- Born: 22 March 2007 (age 19) Neratovice, Czech Republic
- Height: 1.74 m (5 ft 9 in)
- Weight: 70 kg (154 lb; 11 st 0 lb)
- Position: Forward
- Shoots: Right
- SDHL team Former teams: Djurgårdens IF HC Příbram
- National team: Czech Republic
- Playing career: 2021–present

= Linda Vocetková =

Czech ice hockey player (born 2007)

Linda Vocetková (born 22 March 2007) is a Czech ice hockey player. She has played with Djurgårdens IF in the Swedish Women's Hockey League (SDHL) since 2022.

Vocetková has been a member of the Czech national ice hockey team since 2025 and participated in the women's ice hockey tournament at the 2026 Winter Olympics.

==Playing career==
Vocetková developed in the youth department of HC Buldoci Neratovice in her hometown of Neratovice, Czech Republic, and played on coed and boys teams throughout her childhood. During her final season in the Czech youth leagues, she played in the Liga 9. tříd, the premier boys national league for under-15 (U15) players, with HC Buldoci Neratovice U15 and ranked second on the team for scoring, with eleven goals and 21 assists for 32 points in 21 games.

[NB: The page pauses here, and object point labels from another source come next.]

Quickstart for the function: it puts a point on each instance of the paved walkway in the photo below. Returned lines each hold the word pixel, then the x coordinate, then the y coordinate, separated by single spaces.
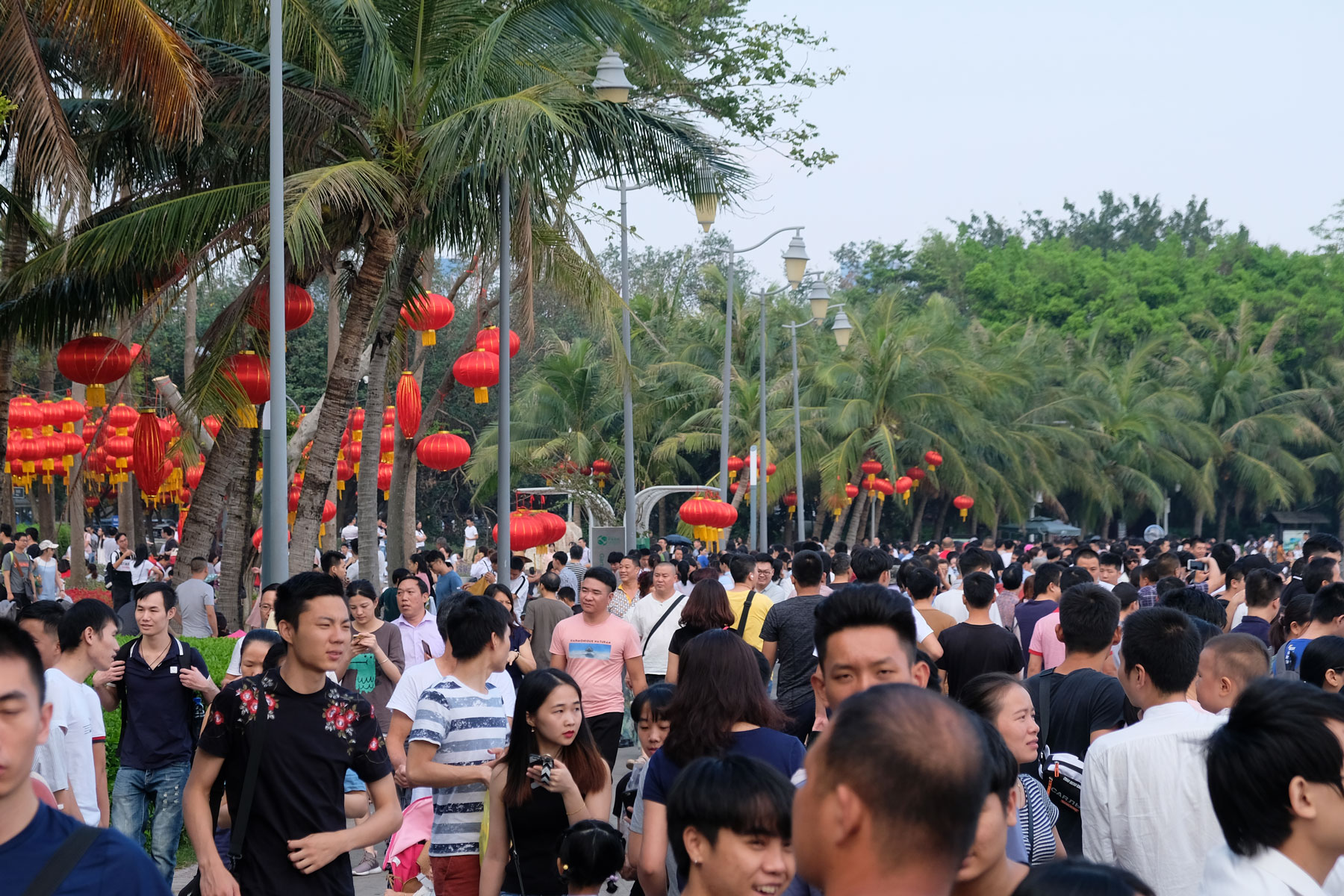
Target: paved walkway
pixel 376 884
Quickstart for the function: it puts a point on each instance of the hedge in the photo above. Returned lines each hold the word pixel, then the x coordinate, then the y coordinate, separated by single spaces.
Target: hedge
pixel 217 652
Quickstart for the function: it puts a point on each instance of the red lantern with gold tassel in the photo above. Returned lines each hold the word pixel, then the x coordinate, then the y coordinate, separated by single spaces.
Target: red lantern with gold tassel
pixel 94 361
pixel 408 405
pixel 477 370
pixel 148 455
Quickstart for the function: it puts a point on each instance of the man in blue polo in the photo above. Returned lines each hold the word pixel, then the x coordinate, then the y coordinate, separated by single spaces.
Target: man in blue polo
pixel 155 680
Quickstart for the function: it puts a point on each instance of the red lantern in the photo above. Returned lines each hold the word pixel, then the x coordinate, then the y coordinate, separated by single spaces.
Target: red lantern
pixel 248 373
pixel 299 307
pixel 444 452
pixel 94 361
pixel 488 340
pixel 477 370
pixel 408 405
pixel 148 452
pixel 428 314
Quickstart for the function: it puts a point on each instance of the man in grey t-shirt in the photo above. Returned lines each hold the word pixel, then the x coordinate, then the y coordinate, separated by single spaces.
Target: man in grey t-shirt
pixel 196 603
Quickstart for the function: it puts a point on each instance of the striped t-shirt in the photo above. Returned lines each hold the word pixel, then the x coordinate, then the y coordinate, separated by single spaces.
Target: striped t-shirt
pixel 465 726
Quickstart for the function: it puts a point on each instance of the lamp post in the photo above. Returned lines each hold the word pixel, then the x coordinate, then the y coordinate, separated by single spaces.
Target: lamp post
pixel 819 293
pixel 626 385
pixel 794 267
pixel 275 470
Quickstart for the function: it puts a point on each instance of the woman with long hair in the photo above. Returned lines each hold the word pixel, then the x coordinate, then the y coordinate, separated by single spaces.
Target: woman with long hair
pixel 706 610
pixel 520 659
pixel 1003 702
pixel 721 709
pixel 550 778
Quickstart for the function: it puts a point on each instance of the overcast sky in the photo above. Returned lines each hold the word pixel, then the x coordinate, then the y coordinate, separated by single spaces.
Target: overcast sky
pixel 954 107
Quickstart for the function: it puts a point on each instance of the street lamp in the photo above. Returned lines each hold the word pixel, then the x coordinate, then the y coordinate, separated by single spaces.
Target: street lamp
pixel 794 246
pixel 611 82
pixel 818 287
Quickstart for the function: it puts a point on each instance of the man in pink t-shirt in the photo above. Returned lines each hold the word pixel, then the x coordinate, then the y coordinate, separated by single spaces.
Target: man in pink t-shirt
pixel 1048 650
pixel 596 648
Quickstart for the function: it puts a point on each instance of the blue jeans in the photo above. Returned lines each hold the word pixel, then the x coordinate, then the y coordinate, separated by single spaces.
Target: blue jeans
pixel 129 800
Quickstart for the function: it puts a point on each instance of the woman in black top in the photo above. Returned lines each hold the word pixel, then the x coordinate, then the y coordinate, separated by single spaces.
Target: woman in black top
pixel 707 609
pixel 531 809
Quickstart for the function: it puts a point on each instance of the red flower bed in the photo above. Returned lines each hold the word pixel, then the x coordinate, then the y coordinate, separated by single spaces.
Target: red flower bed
pixel 89 594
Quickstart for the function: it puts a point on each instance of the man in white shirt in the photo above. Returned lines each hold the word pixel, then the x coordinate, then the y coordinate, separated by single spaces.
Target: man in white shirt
pixel 952 601
pixel 470 536
pixel 656 617
pixel 1145 802
pixel 1275 782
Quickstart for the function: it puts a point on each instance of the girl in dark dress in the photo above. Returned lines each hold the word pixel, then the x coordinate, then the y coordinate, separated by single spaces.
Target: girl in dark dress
pixel 551 778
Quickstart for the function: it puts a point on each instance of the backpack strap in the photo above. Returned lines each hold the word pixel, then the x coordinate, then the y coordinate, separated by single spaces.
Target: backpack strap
pixel 62 862
pixel 746 612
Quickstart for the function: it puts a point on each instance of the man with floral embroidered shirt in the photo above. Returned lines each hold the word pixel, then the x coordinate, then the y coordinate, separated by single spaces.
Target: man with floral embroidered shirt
pixel 314 731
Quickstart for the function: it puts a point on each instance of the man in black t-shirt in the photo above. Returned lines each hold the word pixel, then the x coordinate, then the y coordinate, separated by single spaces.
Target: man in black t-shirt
pixel 314 731
pixel 1085 703
pixel 977 645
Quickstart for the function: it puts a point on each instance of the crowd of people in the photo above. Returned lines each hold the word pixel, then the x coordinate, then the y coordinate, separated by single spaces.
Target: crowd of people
pixel 981 719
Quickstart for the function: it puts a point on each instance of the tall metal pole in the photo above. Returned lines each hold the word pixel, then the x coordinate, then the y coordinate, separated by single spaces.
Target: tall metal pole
pixel 764 529
pixel 626 381
pixel 503 496
pixel 275 470
pixel 797 438
pixel 727 385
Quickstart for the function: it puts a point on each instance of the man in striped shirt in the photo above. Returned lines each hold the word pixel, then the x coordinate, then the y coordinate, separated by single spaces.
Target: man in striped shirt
pixel 458 732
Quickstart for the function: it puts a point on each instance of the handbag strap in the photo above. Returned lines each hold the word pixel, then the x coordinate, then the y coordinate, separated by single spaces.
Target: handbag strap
pixel 746 612
pixel 665 613
pixel 62 862
pixel 257 738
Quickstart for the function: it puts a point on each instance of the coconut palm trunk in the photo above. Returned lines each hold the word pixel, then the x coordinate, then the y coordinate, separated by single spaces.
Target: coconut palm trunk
pixel 342 385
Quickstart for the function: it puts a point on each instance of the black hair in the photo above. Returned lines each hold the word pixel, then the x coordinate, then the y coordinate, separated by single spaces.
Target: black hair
pixel 149 588
pixel 808 568
pixel 603 575
pixel 16 642
pixel 472 620
pixel 734 793
pixel 1263 588
pixel 1088 617
pixel 80 618
pixel 1080 877
pixel 859 606
pixel 1166 642
pixel 979 590
pixel 260 635
pixel 49 613
pixel 1320 656
pixel 1328 603
pixel 591 853
pixel 868 564
pixel 656 699
pixel 933 806
pixel 329 559
pixel 1276 732
pixel 295 594
pixel 741 566
pixel 921 582
pixel 1196 603
pixel 1003 765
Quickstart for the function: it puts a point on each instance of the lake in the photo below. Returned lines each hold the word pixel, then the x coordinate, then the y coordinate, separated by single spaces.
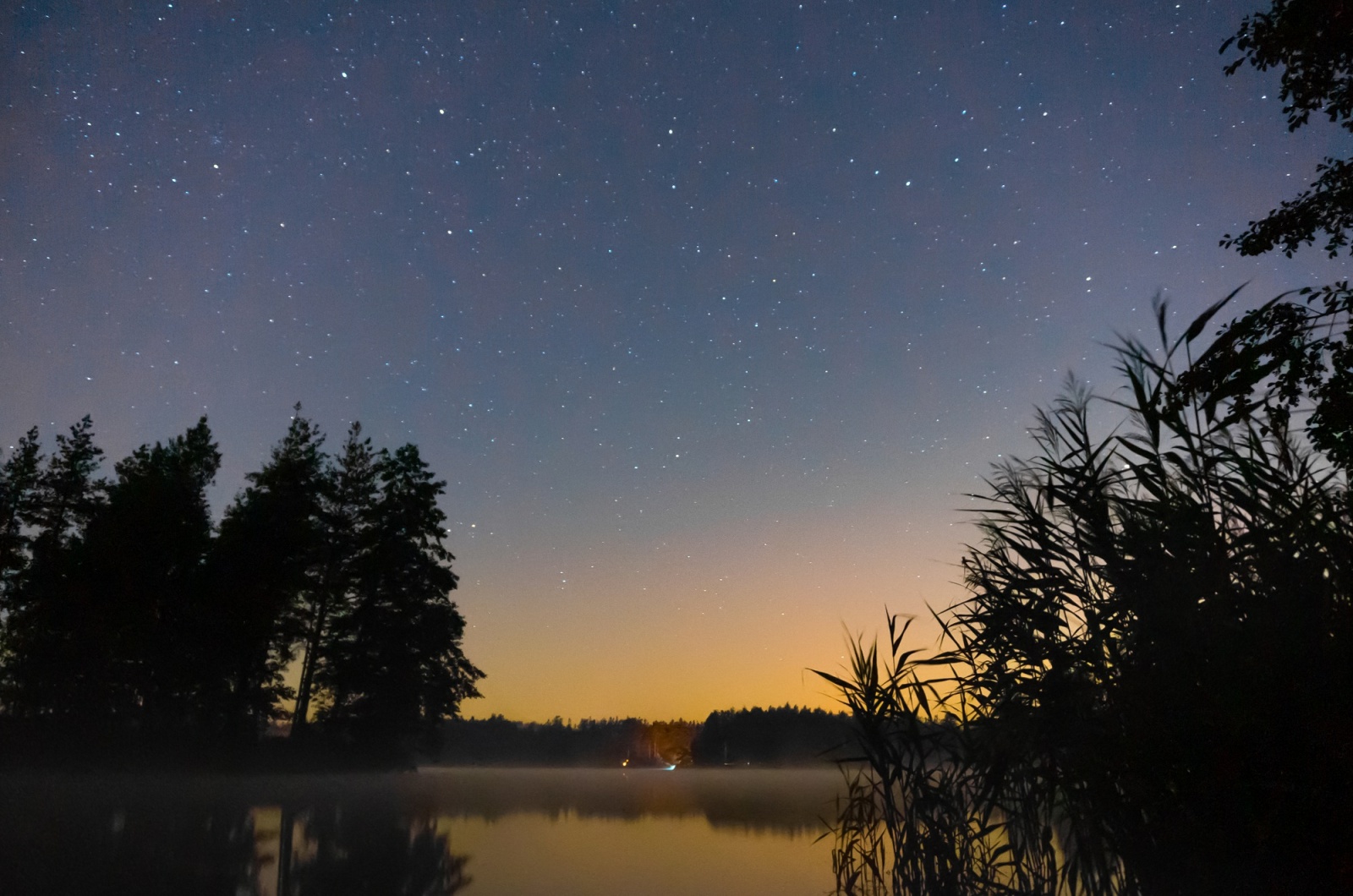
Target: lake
pixel 473 831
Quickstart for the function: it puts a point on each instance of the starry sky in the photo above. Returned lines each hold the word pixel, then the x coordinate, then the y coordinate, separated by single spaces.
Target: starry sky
pixel 710 314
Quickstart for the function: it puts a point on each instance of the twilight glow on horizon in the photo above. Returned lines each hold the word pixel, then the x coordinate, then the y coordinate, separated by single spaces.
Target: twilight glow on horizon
pixel 710 314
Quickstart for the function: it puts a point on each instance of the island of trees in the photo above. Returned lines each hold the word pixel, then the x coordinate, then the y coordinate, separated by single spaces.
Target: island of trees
pixel 133 628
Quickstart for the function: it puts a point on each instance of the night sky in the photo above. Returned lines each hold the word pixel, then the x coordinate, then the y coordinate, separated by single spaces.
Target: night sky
pixel 709 313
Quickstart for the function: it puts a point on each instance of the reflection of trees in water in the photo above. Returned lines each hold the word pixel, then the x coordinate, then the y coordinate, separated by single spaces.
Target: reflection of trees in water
pixel 155 848
pixel 340 850
pixel 94 849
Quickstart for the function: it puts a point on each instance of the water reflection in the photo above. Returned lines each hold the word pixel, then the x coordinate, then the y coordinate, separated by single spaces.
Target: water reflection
pixel 435 833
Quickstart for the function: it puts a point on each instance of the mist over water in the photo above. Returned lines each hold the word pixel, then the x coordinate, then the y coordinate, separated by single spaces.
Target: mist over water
pixel 479 831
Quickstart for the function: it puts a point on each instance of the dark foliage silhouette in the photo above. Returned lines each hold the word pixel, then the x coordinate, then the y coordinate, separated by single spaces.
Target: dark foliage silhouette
pixel 1153 669
pixel 1312 42
pixel 132 630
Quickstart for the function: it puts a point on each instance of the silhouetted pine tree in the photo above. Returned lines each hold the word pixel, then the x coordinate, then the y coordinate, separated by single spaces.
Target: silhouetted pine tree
pixel 140 576
pixel 270 544
pixel 45 619
pixel 398 669
pixel 347 512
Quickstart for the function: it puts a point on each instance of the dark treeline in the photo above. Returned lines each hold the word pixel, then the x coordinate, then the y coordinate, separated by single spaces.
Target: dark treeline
pixel 133 626
pixel 775 736
pixel 778 736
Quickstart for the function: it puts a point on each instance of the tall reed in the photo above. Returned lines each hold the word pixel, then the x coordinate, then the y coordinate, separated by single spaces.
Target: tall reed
pixel 1149 686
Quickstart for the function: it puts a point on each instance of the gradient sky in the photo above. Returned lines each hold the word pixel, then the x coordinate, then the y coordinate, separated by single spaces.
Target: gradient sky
pixel 709 313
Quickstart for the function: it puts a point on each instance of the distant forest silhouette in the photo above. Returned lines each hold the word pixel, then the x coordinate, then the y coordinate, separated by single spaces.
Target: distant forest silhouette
pixel 134 628
pixel 764 738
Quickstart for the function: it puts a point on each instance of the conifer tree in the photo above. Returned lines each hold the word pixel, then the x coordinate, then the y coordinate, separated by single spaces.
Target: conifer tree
pixel 268 549
pixel 398 669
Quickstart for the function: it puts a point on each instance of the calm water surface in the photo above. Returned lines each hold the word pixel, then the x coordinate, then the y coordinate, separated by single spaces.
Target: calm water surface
pixel 473 831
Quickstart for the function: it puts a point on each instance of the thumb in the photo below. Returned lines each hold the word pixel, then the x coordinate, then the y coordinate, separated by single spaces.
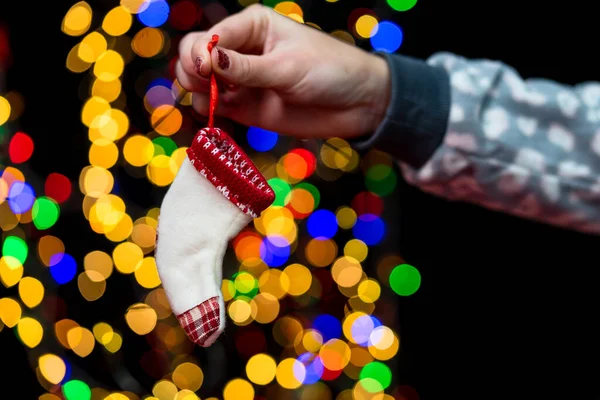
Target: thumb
pixel 243 69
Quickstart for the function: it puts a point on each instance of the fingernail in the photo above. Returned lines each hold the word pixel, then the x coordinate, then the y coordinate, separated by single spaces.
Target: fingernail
pixel 222 59
pixel 199 62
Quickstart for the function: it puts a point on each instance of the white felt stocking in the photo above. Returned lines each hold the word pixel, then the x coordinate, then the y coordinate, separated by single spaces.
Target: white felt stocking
pixel 215 194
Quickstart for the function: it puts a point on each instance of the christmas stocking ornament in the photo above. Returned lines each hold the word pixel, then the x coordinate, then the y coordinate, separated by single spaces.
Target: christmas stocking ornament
pixel 216 193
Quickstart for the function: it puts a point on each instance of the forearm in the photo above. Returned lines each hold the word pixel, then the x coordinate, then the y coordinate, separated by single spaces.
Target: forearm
pixel 475 131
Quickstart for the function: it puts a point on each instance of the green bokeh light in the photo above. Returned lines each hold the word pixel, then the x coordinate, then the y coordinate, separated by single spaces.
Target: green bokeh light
pixel 282 191
pixel 164 145
pixel 378 372
pixel 405 280
pixel 76 390
pixel 45 213
pixel 312 190
pixel 381 179
pixel 402 5
pixel 15 247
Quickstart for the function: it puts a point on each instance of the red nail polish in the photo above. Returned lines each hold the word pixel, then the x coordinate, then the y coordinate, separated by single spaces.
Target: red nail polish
pixel 199 62
pixel 223 59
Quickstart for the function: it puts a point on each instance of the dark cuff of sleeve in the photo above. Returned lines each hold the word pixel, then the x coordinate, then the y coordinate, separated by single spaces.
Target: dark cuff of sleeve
pixel 417 117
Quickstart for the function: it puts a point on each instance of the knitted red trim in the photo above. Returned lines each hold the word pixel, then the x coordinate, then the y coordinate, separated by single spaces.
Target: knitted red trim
pixel 219 159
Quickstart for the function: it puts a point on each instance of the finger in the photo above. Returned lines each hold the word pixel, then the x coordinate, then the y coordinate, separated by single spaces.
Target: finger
pixel 245 70
pixel 190 65
pixel 244 31
pixel 189 82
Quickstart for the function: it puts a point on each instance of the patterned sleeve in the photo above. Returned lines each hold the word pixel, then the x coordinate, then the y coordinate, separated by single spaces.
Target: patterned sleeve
pixel 530 148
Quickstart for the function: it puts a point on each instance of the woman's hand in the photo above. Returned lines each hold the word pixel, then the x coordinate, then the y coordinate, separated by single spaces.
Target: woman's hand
pixel 286 77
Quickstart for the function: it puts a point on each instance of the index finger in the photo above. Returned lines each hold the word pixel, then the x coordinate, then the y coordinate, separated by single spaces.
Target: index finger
pixel 244 32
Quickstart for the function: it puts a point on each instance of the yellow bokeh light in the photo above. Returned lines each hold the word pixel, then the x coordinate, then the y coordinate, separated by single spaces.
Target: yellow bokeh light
pixel 10 311
pixel 165 389
pixel 30 332
pixel 117 21
pixel 52 367
pixel 133 6
pixel 103 153
pixel 188 376
pixel 11 271
pixel 109 91
pixel 346 271
pixel 240 312
pixel 366 26
pixel 141 318
pixel 31 291
pixel 148 42
pixel 81 341
pixel 238 389
pixel 161 170
pixel 115 343
pixel 346 217
pixel 296 279
pixel 383 343
pixel 166 120
pixel 99 262
pixel 4 110
pixel 78 19
pixel 61 331
pixel 290 373
pixel 103 332
pixel 335 354
pixel 91 47
pixel 270 282
pixel 261 369
pixel 264 308
pixel 369 290
pixel 138 150
pixel 127 257
pixel 109 66
pixel 91 285
pixel 147 274
pixel 96 181
pixel 356 249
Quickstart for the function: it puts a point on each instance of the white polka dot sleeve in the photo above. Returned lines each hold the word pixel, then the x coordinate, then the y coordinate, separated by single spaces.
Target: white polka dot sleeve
pixel 525 147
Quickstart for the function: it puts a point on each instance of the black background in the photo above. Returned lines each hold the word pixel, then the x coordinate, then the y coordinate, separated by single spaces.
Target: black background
pixel 508 308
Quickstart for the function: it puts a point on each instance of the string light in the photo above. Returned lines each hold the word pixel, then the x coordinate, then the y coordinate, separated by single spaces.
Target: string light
pixel 298 252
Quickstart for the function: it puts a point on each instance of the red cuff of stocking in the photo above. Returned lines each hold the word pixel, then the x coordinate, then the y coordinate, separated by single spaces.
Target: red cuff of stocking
pixel 219 159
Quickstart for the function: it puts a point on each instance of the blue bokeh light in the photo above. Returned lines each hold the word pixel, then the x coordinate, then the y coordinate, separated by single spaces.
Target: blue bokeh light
pixel 154 13
pixel 387 37
pixel 160 82
pixel 313 369
pixel 274 251
pixel 261 139
pixel 363 327
pixel 328 326
pixel 369 228
pixel 322 224
pixel 20 197
pixel 62 268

In addition to playing with the youth teams of HC Buldoci Neratovice, Vocetková played in the Czech Women's Extraliga with HC Příbram during the 2021–22 and 2022–23 seasons. Across two seasons with the team, she tallied eight goals and eighteen points in seventeen regular season games, and seven goals and fourteen points in six playoff games. She won the Czech Championship with HC Příbram in 2022 and scored the championship clinching goal to win it again in 2023.

At age sixteen, Vocetková was recruited by Swedish ice hockey club Djurgårdens IF to play with its SDHL team. She played three seasons with the team, though an illness kept her from playing for almost three months at the beginning of the 2024–25 season and she missed thirteen regular season games.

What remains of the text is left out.